House Speaker Mike Johnson at the US Capitol on February 10, in Washington, DC.

Kevin Dietsch/Getty Images

But even if the effort is now less overt, appropriators argue that cuts to excess spending are happening in earnest behind the scenes and through the appropriations process, as it was always intended.

Rep. Mario Diaz-Balart of Florida, who chairs the House Appropriations subcommittee that oversees State Department funding, said he has worked closely with OMB to implement a 16% reduction in fiscal year 2026 spending.

“You can do all the rescissions you want, but then you have a different president, different administration and that’s all for nothing, which is why, working with us, we’ve been able to kind of get those into the appropriation bills,” Diaz-Balart told CNN.

House Appropriations Chair Tom Cole said he takes DOGE recommendations into account but has to consider what can pass both chambers.

“We have a lot more of the Trump budget in place than we had a year ago,” Cole told CNN. “We got a lot of good ideas out there. Some of them we liked, others we liked but weren’t necessarily things that we could pass. It’s still a bipartisan, bicameral process.”

Rep.

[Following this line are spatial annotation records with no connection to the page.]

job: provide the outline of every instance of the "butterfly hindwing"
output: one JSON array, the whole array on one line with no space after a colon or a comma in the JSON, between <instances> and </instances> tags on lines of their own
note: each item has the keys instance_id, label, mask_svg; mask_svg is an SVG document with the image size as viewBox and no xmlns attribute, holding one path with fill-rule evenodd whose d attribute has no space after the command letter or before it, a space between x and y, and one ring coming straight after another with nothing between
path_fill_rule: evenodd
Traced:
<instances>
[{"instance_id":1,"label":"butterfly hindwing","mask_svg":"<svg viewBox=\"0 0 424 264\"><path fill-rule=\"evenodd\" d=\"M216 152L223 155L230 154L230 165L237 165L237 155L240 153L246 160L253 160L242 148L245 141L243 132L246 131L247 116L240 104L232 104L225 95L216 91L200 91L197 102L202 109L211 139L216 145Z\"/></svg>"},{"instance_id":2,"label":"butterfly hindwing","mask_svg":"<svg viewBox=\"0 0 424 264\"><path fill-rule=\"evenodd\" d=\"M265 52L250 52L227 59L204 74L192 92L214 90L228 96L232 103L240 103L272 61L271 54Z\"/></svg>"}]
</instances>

Pete Sessions of Texas, who co-leads the DOGE caucus with Bean, meanwhile, says he now views his role as giving DOGE staffers context for the programs that they want to cut to help inform their decisions.

“A lot of it is behind the scenes discussion,” Sessions said.

Rep. Tim Burchett speaks to members of the media on Capitol Hill in Washington, DC, on July 3, 2025.

Nathan Howard/Reuters/File

Part of the reason some Republicans say DOGE lost its momentum is that the organization was not built to last beyond Musk’s megaphone.

“I’ve always been concerned with the fact that they never really put down scaffolding to make it a repeatable measurable process,” GOP Sen. Thom Tillis of North Carolina said.

Tillis called Musk “a great catalyst but unless you have the follow up, you see all the missteps, you see the inefficiency.”

As Burchett sees it, part of the reason his party could never fully accept Musk’s goals was his own party’s “arrogance” that they could execute better than the billionaire who came in as an outsider to government.

“Everybody just wants to stay in power,” Burchett told CNN. “The arrogance of this is they want to stay in power and they think that without them this will not work. And the truth is, it works in spite of them.”

Burchett, who took over the DOGE subcommittee from former GOP Rep. Marjorie Taylor Greene, had been set to hold the subcommittee’s first hearing since September 2025 on Wednesday, but said on X that it was postponed “due to illness,” and would be rescheduled as soon as possible.

One GOP lawmaker, granted anonymity to speak freely, lamented that Musk’s aggressive approach even set the movement to cut federal spending back.

“In some respects, I’m sad that DOGE wasn’t more successful. I’m a little irritated at Elon. We are driving towards bankruptcy. Clearly a more efficient government is part of the solution. But Elon’s approach was just not serious enough to get us the progress we need. It’s really unfortunate. I think it sets us back on the search for efficiency seeking quite a way,” the lawmaker said.